I woke this morning to what I have come to call an “Adirondack morning.”
The temperature was three-degrees. Six-inches of new snow had fallen lightly throughout the night. It was a light, dry snow; one that coated everything which it touched.
Outside, as I stood looking toward the east, I watched and waited for the sun to rise. At first the edge of the horizon was painted with dull reds and purples. As my anticipation rose, so did the sun. The colors began to change and now included orange and yellow; their intensity growing. The same colors painted the tips of the trees. As the sun continued its upward crawl the intensifying colors began to drip downward now coloring the length of those same trees. The crystals of snow covering nearby branches glistened like diamonds; the entire area now bathed in the warm glow of the rising sun.
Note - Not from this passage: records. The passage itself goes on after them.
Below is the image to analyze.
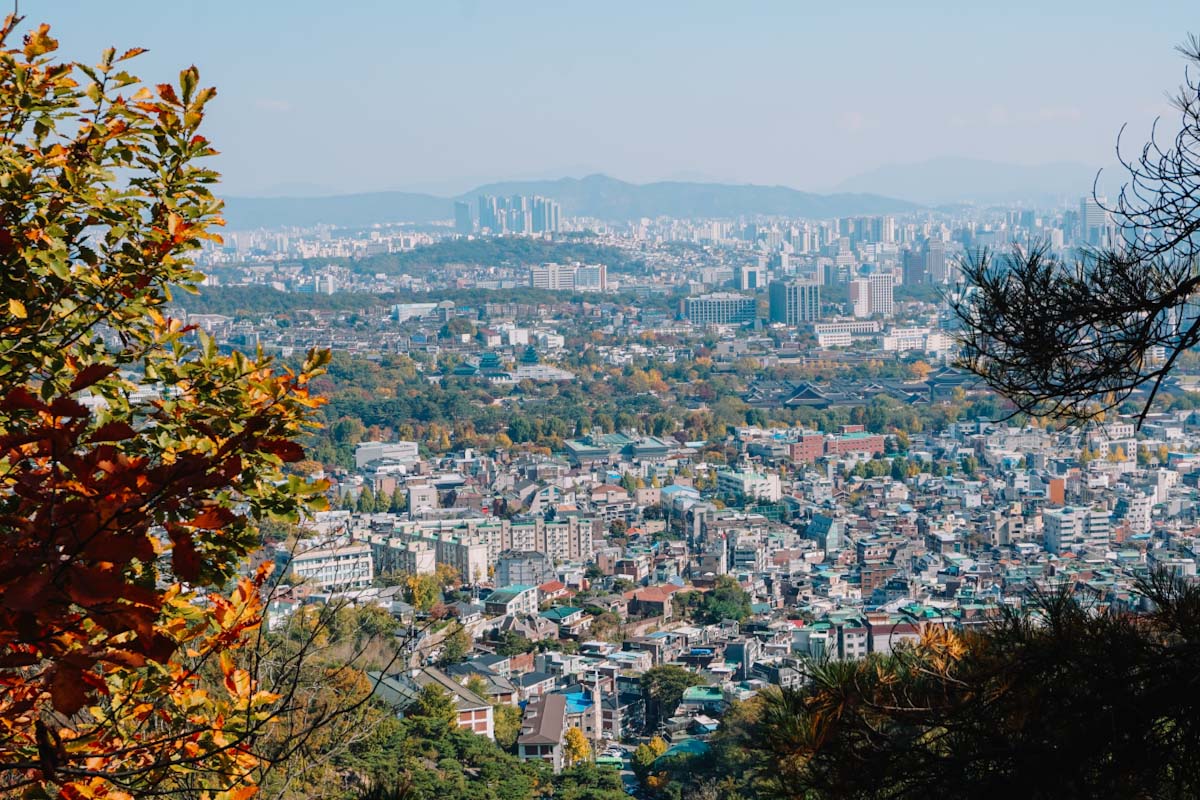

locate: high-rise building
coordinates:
[904,249,929,287]
[683,291,757,325]
[768,281,821,325]
[479,194,504,234]
[738,264,767,291]
[850,272,896,318]
[925,239,950,283]
[479,194,562,234]
[1079,197,1112,247]
[529,264,608,291]
[868,272,896,317]
[533,197,562,233]
[454,201,475,236]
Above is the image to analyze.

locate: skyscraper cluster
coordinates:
[479,194,563,234]
[768,281,821,325]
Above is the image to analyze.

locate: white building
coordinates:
[275,542,374,591]
[716,469,784,503]
[354,441,421,469]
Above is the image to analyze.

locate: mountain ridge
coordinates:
[832,157,1117,206]
[226,174,919,230]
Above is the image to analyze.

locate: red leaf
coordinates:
[66,565,126,608]
[67,363,116,395]
[0,572,50,612]
[50,664,88,714]
[103,649,146,669]
[50,397,91,419]
[187,506,236,530]
[259,439,304,462]
[0,386,46,411]
[88,422,138,441]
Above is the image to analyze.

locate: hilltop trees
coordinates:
[748,576,1200,800]
[0,16,333,799]
[952,37,1200,422]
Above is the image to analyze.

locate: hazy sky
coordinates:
[39,0,1200,194]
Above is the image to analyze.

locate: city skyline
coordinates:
[46,1,1189,196]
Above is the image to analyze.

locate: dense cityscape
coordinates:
[154,185,1200,793]
[0,6,1200,800]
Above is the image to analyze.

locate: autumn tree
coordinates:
[440,625,472,666]
[0,16,381,800]
[950,37,1200,425]
[563,727,592,766]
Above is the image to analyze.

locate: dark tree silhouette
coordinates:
[950,37,1200,425]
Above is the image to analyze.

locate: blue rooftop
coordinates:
[563,692,592,714]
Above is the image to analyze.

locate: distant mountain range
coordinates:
[834,158,1120,206]
[226,175,919,230]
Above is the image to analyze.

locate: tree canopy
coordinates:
[0,16,325,798]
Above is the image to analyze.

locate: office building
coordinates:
[768,281,821,325]
[683,291,757,325]
[454,200,475,236]
[738,264,767,291]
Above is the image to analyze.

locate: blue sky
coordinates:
[39,0,1200,194]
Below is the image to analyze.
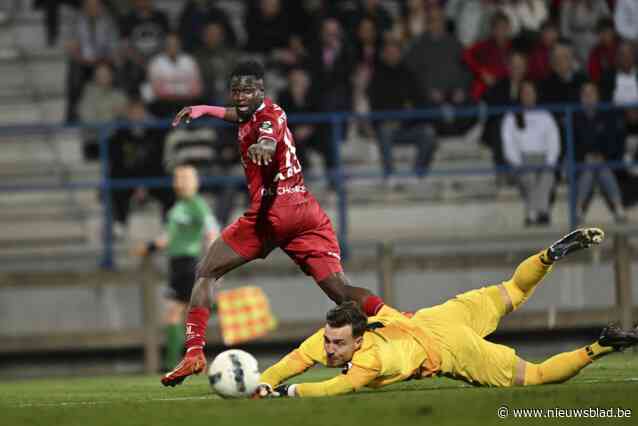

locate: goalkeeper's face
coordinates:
[323,324,363,367]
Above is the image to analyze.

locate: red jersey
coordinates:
[239,98,309,208]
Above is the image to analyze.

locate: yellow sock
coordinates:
[503,250,552,310]
[525,348,592,386]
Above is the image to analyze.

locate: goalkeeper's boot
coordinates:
[547,228,605,262]
[162,347,206,386]
[598,323,638,351]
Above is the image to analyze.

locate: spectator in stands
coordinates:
[120,0,170,96]
[79,63,126,160]
[244,0,292,54]
[541,42,587,103]
[446,0,496,47]
[287,0,335,46]
[370,40,436,184]
[177,0,237,53]
[352,17,381,137]
[195,22,238,105]
[109,98,173,236]
[587,18,618,82]
[499,0,549,36]
[277,68,322,176]
[405,6,471,105]
[310,18,355,186]
[614,0,638,42]
[163,120,241,225]
[143,34,203,118]
[310,18,355,111]
[560,0,609,65]
[501,80,560,226]
[528,21,560,81]
[600,41,638,134]
[342,0,394,35]
[481,52,527,175]
[400,0,427,46]
[405,6,475,135]
[33,0,82,47]
[66,0,118,122]
[574,82,626,222]
[463,12,511,100]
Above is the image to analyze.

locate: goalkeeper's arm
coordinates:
[261,348,315,388]
[275,365,378,397]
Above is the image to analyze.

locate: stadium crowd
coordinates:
[53,0,638,225]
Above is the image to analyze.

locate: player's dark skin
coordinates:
[173,76,372,309]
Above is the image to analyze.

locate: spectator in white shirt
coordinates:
[500,0,548,35]
[614,0,638,41]
[142,34,203,118]
[560,0,612,65]
[600,41,638,134]
[501,81,560,226]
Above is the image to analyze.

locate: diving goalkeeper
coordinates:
[255,228,638,398]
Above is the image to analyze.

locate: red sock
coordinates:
[363,295,384,317]
[184,308,210,350]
Minutes later, as the sun continued its climb, as if on cue, clouds began to change the color of the sky from blue to grey. The warm colors receding as if they had been washed away like a gentle rain were now being replaced by a blanket of grey. As the clouds continued their growth, the diamonds on the surface of the snow began to lose its luster and now appeared to be just a blanket of white covering everything.
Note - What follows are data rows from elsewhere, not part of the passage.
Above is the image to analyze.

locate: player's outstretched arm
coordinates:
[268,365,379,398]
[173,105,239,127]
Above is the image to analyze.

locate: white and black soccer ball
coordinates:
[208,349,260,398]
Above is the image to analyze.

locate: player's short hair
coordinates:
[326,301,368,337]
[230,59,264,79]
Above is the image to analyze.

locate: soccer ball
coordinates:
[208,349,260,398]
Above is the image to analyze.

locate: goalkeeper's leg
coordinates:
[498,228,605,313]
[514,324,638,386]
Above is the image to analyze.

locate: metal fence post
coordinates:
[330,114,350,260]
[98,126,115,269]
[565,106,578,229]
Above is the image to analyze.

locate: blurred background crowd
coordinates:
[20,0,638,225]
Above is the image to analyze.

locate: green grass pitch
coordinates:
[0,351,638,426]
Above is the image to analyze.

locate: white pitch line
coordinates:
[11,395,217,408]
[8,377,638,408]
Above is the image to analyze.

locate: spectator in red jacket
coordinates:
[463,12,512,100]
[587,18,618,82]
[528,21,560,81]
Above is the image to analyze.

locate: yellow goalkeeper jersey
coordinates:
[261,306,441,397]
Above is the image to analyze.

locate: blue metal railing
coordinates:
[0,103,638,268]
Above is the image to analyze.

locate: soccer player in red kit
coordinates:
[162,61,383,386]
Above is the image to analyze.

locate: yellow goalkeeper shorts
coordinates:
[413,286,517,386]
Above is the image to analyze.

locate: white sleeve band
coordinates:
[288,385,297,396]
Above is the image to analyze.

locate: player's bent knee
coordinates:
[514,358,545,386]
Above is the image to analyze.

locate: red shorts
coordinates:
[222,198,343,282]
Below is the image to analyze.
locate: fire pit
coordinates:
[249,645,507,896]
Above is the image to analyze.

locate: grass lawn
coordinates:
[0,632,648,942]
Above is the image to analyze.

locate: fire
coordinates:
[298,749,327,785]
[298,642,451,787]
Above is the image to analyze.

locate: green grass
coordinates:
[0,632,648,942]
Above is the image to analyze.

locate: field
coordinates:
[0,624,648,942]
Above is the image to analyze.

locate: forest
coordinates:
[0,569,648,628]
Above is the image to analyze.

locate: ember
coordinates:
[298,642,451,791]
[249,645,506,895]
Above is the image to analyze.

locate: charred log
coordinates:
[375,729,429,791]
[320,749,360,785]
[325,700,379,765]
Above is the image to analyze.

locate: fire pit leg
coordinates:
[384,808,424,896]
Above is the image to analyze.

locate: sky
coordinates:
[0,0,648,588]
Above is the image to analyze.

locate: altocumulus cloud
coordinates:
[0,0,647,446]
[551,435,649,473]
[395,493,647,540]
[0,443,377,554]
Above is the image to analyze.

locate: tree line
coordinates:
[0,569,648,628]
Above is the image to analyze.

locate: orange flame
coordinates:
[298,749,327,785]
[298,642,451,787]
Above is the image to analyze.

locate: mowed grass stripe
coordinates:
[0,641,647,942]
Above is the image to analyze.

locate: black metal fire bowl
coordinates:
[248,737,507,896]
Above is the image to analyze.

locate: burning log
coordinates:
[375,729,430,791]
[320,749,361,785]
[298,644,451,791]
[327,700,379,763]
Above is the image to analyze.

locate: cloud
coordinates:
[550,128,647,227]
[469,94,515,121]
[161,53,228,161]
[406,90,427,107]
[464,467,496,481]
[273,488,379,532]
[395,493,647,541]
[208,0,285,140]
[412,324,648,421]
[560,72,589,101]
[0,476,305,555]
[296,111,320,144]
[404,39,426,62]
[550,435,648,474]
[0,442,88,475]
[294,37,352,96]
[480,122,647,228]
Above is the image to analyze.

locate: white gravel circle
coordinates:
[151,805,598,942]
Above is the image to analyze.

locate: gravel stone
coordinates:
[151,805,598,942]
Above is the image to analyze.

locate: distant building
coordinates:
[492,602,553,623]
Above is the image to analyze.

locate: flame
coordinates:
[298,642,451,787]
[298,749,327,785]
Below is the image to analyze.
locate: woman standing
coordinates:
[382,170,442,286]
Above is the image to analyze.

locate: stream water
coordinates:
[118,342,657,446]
As time continued to pass, I returned to my duties of clearing the walk. The sound of my snow shovel scraping the ground the only other noise to be heard. As I rejoiced in the rhythmic sound made by the shovel, the silence was broken by the roar of a snow thrower coming to life. As that unwelcome sound increased, my desire to retreat back into my house also increased; needing to escape the previous tranquility.